Arrays — Professional Level (Internals)¶

Table of Contents¶

Introduction — Under the Hood
How Arrays Work Internally
Runtime Deep Dive
Compiler Perspective
Memory Layout
OS/Syscall Level
Source Code Walkthrough
Assembly Output Analysis
Performance Internals
Metrics & Analytics (Runtime)
Edge Cases at the Lowest Level
Test
Tricky Questions
Summary
Further Reading
Diagrams & Visual Aids

Introduction — Under the Hood¶

Go arrays have no runtime representation beyond their raw bytes in memory. Unlike slices (which have a 3-word header), maps (which are pointers to runtime hash tables), or channels (runtime data structures), an array [N]T is simply N * sizeof(T) bytes laid out contiguously. There is no object header, no reference count, no type tag — just the raw data.

This simplicity has profound implications: arrays are the most primitive aggregate type in Go, and understanding them at the bit level gives you insight into how all other Go types are built on top of them.

How Arrays Work Internally¶

Array Type Representation in the Compiler¶

The Go compiler represents array types as:

// src/cmd/compile/internal/types/type.go (simplified)
type Array struct {
    Elem  *Type // element type
    Bound int64 // number of elements (-1 means slice)
}

The Bound field is what makes arrays a compile-time concept — it is known before any code runs. When the compiler sees [5]int, it creates an Array{Elem: intType, Bound: 5} node.

Size Computation¶

Array size is computed as:

sizeof([N]T) = N * sizeof(T)

With alignment padding per element:

sizeof([N]T) = N * alignedSizeOf(T)

For [5]int on a 64-bit system: 5 * 8 = 40 bytes For [3]bool: 3 * 1 = 3 bytes (bool is 1 byte in Go) For [2]complex128: 2 * 16 = 32 bytes

Runtime Deep Dive¶

No Array Runtime Type Header¶

Unlike slices, arrays have zero runtime overhead per instance.
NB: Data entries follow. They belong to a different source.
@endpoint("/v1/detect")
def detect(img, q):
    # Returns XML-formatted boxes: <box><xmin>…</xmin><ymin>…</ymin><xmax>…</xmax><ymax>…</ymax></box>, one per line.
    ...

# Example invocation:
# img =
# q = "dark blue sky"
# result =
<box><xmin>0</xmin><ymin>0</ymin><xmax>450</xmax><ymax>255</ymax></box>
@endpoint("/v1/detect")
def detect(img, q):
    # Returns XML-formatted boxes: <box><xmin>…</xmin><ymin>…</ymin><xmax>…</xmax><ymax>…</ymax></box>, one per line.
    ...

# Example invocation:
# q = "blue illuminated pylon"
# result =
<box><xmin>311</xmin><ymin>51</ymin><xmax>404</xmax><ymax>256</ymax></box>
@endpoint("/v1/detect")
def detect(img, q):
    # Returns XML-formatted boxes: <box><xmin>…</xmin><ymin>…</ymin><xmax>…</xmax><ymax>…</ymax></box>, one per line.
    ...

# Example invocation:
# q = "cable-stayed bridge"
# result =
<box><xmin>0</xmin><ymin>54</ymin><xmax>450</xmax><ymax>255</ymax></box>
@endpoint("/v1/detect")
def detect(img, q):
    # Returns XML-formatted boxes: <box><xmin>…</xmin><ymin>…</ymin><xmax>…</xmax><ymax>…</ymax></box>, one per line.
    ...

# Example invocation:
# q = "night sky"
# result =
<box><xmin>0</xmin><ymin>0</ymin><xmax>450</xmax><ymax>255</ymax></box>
Compare:

Slice header (3 words = 24 bytes on 64-bit):
┌─────────┬─────────┬─────────┐
│  ptr    │   len   │   cap   │
│ 8 bytes │ 8 bytes │ 8 bytes │
└─────────┴─────────┴─────────┘

Array [5]int (exactly 40 bytes, no header):
┌──────┬──────┬──────┬──────┬──────┐
│ e[0] │ e[1] │ e[2] │ e[3] │ e[4] │
│ 8B   │ 8B   │ 8B   │ 8B   │ 8B   │
└──────┴──────┴──────┴──────┴──────┘

Garbage Collector and Arrays¶

The GC only needs to scan an array if its element type contains pointers. For [N]int, [N]float64, [N]byte: GC does not scan — these are treated as inert memory. For [N]*T, [N]string, [N]slice: GC scans each element looking for pointers.

The GC uses a bitmap (stored in the type's ptrdata field) to know which words within the array contain pointers:

// src/runtime/mbitmap.go
// For [5]int: ptrdata = 0 (no pointers, GC skips entirely)
// For [5]*int: ptrdata = 40 (all 5 words are pointers, GC scans all)
// For [5]struct{v int; p *int}: ptrdata covers pointer positions

bounds checking at runtime¶

Every array (and slice) access goes through a bounds check:

arr[i] // compiles to roughly:
// if uint(i) >= uint(len(arr)) { runtime.panicIndex(i, len(arr)) }
// load arr[i]

The comparison uses uint (unsigned) so negative indices also fail (they wrap to a huge positive number, which is >= len).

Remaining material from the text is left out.